Are generic drugs tested to ensure their risk of side effects will be roughly equivalent? Or, are there reasons to believe their side effects ought to be equivalent, in magnitude and likelihood? I understand that generics may have different inactive ingredients. Could this cause the risk of side effects to be materially different between versions of the same drug from two different manufacturers? Or is that super-unlikely? Should I discount/ignore concerns about the potential for variation in side effects between manufacturers?

(I do understand that there is a small risk that a patient is allergic to one particular inactive ingredient that's one formulation but not in another, but for purposes of this question, let's ignore that. Apart from that, could there be noticeable, reproducible differences? Or is this unlikely?)

(I have read What can the variability of strength be between different brands of supposedly identical medications?. I know enough statistics to understand why claims that "generics can be up to 45% different in effectiveness" are highly misleading. I've read about studies indicating that the average difference is more like 3% or so, and is probably similar to or smaller than the range of variation among different batches from the same manufacturer. But those seem to be measured by absorption into the blood, and I'm not sure what that implies for the risk of side effects.)

1 Answer 1


I'm going to assume you're referring to the United States and the FDA generic approval process.

FDA Abbreviated New Drug Application

For Abbreviated New Drug Applications (that they use for generic drugs) they are required to undergo bio equivalence testing as you said, but they:

are generally not required to include preclinical (animal) and clinical (human) data to establish safety and effectiveness.

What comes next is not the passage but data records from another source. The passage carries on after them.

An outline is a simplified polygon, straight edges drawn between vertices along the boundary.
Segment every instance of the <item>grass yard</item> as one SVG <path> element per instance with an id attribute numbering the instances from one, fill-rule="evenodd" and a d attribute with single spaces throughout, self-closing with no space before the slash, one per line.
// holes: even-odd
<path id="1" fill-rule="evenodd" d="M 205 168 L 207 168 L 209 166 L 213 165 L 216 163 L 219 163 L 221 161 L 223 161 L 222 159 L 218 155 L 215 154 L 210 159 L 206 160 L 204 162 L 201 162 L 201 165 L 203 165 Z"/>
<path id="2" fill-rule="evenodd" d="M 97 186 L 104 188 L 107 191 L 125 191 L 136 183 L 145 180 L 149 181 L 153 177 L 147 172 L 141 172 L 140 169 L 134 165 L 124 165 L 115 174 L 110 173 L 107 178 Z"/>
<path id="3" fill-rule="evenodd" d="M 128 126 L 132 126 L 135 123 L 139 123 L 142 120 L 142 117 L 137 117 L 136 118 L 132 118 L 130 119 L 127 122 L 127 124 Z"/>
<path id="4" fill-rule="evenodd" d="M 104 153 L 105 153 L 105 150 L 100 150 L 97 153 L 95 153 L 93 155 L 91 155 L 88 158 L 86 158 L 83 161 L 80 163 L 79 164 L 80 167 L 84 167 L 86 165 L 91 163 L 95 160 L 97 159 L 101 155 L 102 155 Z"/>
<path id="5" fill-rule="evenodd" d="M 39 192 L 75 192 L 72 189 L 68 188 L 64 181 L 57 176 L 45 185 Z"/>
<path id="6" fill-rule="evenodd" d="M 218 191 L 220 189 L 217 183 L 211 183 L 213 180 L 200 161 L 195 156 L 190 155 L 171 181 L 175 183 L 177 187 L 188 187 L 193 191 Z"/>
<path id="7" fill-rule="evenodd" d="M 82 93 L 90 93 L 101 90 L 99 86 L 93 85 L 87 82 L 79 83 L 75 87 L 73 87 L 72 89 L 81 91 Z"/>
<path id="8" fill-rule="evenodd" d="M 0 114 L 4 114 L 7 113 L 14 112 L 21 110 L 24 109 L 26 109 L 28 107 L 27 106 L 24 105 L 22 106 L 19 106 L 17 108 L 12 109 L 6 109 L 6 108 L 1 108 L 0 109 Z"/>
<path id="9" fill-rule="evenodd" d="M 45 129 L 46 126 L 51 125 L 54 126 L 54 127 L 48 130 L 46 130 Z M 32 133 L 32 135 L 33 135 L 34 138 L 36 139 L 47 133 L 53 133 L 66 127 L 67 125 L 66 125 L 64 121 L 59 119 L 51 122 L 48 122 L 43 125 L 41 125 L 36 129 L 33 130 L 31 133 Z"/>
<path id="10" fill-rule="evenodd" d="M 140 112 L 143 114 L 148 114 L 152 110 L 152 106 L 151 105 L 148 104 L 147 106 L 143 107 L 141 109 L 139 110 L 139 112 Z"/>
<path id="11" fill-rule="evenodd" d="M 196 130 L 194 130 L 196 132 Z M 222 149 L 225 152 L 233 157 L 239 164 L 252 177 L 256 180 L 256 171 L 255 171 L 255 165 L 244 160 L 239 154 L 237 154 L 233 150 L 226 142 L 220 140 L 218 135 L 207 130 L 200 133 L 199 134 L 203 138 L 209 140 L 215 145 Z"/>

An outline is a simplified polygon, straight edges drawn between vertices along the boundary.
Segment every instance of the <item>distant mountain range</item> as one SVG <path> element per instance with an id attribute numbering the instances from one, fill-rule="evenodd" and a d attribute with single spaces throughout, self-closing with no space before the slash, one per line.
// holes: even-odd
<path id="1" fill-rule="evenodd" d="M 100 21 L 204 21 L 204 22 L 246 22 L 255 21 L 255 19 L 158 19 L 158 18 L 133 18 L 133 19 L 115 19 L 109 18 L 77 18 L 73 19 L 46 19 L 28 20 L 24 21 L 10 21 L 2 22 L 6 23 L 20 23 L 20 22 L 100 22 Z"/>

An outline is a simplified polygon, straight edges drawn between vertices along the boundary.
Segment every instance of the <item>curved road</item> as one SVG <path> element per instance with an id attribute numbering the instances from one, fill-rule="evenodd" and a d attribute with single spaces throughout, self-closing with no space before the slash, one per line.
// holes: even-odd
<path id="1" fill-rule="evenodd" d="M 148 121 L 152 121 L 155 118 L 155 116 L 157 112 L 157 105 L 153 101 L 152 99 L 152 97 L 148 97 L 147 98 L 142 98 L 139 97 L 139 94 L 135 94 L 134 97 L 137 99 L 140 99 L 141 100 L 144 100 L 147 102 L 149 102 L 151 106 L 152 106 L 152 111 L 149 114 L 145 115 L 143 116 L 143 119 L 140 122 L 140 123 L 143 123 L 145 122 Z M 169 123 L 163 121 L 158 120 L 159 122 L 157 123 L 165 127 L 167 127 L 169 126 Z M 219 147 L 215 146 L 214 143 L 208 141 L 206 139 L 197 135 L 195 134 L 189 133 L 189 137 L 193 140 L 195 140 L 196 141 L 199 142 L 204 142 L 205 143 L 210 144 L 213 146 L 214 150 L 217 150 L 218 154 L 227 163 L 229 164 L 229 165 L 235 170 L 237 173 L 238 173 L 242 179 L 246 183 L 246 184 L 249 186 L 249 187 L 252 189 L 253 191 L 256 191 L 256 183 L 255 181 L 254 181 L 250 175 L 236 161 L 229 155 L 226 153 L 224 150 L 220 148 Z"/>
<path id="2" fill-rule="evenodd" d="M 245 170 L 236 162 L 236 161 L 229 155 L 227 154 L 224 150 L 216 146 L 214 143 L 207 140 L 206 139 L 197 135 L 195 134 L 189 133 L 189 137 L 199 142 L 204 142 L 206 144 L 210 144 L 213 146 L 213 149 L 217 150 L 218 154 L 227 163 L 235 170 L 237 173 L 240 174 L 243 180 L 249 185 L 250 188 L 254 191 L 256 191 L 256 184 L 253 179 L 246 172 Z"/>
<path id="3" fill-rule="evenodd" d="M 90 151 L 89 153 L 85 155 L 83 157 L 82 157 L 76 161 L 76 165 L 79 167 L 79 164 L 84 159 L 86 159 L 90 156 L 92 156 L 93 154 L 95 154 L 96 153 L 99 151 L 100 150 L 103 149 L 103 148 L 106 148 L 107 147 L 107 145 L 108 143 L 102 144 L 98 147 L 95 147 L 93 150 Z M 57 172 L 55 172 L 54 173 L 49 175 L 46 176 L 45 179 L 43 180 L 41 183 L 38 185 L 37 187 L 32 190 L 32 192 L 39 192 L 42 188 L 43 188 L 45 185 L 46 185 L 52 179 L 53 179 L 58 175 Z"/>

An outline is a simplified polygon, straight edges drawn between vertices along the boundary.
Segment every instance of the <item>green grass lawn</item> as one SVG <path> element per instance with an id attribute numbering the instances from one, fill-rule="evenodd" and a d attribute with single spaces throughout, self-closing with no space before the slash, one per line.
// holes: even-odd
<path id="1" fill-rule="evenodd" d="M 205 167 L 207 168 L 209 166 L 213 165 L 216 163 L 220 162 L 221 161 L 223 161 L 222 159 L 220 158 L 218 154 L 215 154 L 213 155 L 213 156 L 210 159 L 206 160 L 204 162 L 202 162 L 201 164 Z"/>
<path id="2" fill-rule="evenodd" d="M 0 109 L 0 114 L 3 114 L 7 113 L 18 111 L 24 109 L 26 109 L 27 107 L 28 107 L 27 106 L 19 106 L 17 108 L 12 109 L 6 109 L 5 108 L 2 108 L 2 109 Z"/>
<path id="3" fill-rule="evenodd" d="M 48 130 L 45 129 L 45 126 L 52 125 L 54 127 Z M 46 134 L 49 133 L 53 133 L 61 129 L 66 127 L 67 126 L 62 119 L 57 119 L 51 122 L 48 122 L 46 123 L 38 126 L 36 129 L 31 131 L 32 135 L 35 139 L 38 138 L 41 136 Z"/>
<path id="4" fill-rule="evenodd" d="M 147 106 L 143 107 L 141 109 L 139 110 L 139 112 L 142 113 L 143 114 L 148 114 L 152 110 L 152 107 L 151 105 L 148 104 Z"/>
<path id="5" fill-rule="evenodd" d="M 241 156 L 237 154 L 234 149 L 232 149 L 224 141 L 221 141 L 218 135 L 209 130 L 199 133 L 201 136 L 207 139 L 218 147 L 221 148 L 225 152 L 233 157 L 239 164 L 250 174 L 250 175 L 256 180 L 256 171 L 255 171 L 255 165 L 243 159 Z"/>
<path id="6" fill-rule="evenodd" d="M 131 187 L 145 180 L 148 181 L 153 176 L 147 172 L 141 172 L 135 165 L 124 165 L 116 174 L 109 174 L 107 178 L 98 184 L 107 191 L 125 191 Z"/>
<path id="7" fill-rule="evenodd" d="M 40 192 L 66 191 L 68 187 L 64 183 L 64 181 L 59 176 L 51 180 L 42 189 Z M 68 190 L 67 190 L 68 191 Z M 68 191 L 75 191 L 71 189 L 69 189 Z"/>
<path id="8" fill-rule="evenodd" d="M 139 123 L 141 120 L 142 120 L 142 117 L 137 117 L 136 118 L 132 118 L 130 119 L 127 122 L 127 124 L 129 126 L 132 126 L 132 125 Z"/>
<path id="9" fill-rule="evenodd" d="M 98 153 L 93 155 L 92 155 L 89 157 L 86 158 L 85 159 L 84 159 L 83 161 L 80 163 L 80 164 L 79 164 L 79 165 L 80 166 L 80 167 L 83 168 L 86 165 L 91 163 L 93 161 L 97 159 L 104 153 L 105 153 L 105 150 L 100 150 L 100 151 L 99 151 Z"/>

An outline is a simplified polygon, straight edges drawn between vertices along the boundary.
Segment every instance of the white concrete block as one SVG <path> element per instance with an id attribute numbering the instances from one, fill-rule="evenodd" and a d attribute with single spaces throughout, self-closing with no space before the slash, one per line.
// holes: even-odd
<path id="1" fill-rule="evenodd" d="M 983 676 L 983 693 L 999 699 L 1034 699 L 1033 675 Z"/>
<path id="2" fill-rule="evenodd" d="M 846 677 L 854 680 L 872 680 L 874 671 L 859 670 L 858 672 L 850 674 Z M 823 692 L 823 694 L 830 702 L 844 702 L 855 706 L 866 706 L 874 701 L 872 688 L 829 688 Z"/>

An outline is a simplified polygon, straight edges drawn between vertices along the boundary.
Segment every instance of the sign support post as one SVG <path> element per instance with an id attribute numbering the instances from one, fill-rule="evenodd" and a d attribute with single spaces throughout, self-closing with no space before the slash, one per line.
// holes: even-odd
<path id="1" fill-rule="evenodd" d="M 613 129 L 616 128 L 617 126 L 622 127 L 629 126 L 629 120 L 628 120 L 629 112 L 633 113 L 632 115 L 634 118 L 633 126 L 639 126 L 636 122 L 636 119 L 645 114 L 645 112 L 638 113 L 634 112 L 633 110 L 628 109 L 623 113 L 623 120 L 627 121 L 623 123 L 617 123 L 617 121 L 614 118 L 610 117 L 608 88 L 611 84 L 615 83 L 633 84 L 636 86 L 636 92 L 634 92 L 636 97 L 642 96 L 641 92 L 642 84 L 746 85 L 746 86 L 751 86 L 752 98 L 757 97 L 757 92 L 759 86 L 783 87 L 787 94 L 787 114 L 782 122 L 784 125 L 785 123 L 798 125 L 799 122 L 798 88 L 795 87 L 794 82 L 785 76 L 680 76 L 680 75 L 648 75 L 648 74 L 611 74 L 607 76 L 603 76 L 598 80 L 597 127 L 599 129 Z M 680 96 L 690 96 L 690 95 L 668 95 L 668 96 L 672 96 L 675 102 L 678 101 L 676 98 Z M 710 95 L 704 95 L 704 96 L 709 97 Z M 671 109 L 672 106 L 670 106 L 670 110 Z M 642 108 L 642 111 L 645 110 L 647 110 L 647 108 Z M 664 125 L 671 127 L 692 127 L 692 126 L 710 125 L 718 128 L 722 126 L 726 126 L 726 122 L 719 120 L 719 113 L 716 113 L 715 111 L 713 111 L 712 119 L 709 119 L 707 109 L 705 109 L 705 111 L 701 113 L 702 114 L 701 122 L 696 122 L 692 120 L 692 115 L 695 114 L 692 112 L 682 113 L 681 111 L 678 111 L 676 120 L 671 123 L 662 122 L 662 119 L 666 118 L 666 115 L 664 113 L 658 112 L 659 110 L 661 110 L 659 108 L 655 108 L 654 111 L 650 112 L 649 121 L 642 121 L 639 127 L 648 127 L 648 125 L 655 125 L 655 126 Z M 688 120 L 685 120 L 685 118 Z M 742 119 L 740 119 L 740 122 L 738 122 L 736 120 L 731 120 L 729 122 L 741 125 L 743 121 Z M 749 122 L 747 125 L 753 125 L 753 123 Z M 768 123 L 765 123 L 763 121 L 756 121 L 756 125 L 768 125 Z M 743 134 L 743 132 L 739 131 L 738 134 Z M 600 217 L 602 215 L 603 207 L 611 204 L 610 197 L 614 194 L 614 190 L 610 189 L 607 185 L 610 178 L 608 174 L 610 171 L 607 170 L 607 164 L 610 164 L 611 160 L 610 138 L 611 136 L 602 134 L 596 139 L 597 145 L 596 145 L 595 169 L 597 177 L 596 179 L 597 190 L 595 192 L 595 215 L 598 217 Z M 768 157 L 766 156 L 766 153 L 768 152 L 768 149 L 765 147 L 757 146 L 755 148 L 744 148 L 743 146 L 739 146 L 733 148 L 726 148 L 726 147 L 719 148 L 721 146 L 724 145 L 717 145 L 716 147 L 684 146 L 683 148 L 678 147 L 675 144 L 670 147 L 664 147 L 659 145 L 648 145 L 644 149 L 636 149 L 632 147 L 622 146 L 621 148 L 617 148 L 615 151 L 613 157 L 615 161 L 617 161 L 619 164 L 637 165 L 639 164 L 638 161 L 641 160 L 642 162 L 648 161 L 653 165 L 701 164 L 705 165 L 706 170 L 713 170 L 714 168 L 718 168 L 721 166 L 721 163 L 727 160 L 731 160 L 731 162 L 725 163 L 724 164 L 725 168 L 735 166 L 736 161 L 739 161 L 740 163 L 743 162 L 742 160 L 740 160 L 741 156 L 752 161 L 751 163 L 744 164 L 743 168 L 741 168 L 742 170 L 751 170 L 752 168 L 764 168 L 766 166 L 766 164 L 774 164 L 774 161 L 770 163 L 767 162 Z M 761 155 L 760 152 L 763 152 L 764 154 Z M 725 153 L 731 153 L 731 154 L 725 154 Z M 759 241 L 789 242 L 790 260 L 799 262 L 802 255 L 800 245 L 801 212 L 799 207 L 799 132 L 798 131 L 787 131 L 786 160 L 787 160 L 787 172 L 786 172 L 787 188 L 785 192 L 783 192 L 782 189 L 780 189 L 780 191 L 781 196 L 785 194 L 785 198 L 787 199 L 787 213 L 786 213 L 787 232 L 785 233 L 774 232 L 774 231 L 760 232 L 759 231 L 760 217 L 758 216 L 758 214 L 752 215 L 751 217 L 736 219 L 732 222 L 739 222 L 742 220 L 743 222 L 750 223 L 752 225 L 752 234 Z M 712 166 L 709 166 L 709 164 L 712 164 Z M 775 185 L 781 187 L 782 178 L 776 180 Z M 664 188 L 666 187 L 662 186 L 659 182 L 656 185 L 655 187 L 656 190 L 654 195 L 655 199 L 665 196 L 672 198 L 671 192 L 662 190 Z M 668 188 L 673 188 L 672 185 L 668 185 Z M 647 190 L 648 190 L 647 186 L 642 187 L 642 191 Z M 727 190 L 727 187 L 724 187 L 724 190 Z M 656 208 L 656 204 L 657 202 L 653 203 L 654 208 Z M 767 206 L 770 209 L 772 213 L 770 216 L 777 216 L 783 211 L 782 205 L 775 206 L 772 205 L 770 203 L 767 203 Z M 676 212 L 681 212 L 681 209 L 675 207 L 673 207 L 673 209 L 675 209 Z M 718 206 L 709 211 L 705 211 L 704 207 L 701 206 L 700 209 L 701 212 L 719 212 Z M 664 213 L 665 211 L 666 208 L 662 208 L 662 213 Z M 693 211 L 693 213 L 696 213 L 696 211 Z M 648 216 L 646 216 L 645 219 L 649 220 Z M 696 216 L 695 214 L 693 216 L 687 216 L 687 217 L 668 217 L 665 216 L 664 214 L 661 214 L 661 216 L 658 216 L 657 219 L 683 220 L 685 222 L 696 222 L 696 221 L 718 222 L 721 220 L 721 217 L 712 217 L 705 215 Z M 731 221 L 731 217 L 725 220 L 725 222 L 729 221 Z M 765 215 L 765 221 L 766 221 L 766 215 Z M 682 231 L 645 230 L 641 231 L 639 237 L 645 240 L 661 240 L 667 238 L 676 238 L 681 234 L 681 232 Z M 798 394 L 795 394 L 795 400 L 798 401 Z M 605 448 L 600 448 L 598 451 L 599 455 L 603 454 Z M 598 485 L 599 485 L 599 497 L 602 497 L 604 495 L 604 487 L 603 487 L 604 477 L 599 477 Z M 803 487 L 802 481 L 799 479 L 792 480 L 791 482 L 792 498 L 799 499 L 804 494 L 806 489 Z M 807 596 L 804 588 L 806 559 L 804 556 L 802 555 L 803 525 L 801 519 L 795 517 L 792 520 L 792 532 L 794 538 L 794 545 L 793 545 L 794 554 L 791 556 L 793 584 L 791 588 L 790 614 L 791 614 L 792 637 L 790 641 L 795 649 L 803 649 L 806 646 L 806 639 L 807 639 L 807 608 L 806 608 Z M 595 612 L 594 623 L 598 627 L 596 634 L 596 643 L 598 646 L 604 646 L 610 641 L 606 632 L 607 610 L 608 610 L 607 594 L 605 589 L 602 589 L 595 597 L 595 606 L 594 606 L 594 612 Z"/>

This is because generic medications use the same active ingredient as the brand name equivalent. Chemically these substances are exactly the same. Since this is the chemical that got FDA approval as a drug, this is the chemical that was monitored for side effects and adverse reactions extensively in the original brand name drug application. Since this chemical is identical in both the brand and generic they expect no difference in side effects IF the dose exposure to the patient is the same. That is why most generic testing focuses on drug release, exposure, serum levels, etc. If they prove that the same chemical in their product is comparable in all of those aspects then it is assumed side effect profile will be comparable if not identical.